January 13 – April 1, 2010
The Beehive, Boston MA
Winter Wonderland, an exhibition organized for The Beehive by guest curators Kathleen O’Hara (OH Projects) and Beth Kantrowitz (bk projects), is a selection of work by eleven artists who address the subject of winter, the holidays, ice, snow, cold, etc. in their work.
Meg Alexander will install a site-specific wall painting from her Sorry Deer series. Inspired by an incident when she hit a deer on a wintery road, Alexander’s spare, haunting images seek to capture the relationship between experience, perception, and memory.
Steve Aishman grows then photographs mutant plants that he has carefully grafting together from different flowering species. Stripped of their pots and suspended against a black background, these botanical misfits are reminiscent of 17th century, trompe l’oeil still life paintings.
Meryl Blinder’s spare pencil drawings of fir trees on a white ground that at first glance suggest Christmas tree farms on a snowy day. The careful placement of each tree and the delicacy of the drawing in Blinder’s work suggest a formal sophistication and depth of content that belies the apparent simplicity of her work.

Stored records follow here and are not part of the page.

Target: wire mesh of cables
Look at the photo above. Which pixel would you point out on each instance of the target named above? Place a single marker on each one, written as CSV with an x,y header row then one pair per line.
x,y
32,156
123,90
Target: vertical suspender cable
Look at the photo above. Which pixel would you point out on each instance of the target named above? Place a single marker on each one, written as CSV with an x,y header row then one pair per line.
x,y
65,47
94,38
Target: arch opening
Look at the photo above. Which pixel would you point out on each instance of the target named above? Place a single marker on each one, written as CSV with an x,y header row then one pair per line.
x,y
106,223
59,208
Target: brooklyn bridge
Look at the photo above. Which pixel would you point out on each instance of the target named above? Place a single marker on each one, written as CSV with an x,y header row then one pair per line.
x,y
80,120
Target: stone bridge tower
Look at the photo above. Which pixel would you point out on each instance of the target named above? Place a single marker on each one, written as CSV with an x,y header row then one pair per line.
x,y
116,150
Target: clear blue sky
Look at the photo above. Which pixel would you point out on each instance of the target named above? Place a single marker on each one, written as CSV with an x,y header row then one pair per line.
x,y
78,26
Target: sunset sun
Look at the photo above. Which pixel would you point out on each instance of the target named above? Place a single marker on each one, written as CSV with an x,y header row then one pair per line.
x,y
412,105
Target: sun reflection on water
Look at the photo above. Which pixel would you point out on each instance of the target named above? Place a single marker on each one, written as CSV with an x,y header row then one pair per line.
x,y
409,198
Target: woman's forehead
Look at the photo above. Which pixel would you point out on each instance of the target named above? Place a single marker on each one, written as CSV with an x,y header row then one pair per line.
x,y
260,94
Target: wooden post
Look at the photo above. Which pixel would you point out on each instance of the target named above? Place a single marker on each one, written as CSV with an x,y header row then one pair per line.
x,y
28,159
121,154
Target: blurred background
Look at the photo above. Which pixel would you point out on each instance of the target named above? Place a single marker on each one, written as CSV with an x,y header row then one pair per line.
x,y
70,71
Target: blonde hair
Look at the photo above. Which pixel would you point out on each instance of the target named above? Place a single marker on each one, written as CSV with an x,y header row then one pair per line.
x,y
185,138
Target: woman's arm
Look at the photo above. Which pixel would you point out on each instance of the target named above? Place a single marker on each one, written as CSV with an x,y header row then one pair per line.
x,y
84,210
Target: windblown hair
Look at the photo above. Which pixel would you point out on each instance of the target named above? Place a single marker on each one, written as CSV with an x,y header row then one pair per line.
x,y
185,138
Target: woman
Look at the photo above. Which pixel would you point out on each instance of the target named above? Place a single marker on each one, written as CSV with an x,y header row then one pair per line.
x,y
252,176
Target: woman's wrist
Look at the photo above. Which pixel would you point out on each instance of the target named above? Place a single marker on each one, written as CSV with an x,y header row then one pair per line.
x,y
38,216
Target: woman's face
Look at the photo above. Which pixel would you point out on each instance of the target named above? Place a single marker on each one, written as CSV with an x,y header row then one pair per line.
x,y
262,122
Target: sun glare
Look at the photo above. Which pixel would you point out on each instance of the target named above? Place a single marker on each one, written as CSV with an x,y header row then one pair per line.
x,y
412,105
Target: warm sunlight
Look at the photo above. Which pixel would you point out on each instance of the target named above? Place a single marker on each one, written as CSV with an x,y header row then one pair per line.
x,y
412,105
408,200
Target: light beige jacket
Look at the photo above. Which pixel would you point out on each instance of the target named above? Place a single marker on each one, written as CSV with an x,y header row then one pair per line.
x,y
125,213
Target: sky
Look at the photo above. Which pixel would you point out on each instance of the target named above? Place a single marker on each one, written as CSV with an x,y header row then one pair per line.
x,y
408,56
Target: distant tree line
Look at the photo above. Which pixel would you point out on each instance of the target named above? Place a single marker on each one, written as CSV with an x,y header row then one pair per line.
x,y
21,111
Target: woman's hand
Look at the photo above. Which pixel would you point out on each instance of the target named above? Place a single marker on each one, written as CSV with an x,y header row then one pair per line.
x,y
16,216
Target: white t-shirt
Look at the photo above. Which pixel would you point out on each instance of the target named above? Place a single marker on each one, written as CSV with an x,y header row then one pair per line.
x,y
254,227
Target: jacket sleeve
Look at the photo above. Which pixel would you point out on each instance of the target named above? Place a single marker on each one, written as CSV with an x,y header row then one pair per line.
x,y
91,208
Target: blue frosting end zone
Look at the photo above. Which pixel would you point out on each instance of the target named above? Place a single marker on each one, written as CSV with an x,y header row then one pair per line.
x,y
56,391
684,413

Chris Faust begins his work with a simple photograph, often a landscape with a lone figure, which he translates into a painting. In Ice Ribbons, the figure is dwarfed by the ice pattern on a frozen lake. Never quite in focus, the painting is like a memory of the solitary stillness of winter.
Helga Felleisen will construct a vellum hanging for a site-specific installation at The Beehive. Felleisen’s hand-cut, translucent scrims are fabricated from delicately patterned layers to create ghostly, ephemeral environments.
Sue McNally’s visionary landscapes depict the craggy coast and majestic mountains painted by 19th century landscape painters. In McNally’s hands these traditional subjects are transformed into abstracted landscapes that glow with color and roil with energy.
John Obuck’s small landscapes and still lifes combine painterly vignettes with planar abstraction. Nested within concentric colored boxes, his playfully bleak winter desert scenes are a counterpoint to the snow and sparkles of traditional winter wonderlands.
Kathleen O’Hara’s landscapes are set in the shallow space of a movie set. Houses, trees, and other landscape elements are used as props to construct allegorical scenes that portent a dark side to what we comfortably accept as normal.
Jennifer Riley piles up mounds of icy blue, interlocking shards to create ice bergs and flows in her two small paintings, Floating Iceberg Cyborg and Not Another Spill. With pale, sky-like backdrops these pieces fall somewhere between landscape and geometric abstraction.
Ryan Steadman blurs the line between image and physical object. Focusing on iconic subjects, in this case snow, he limits himself to basic art supplies, out-of-the-tube colors, and a step-by-step process, to make paintings that mimic actual things.
Suara Welitoff’s black and white video, Snowy, allows as to observe snow quietly falling. Because the piece has no sound, our personal recollections of watching snow become part of the viewing experience.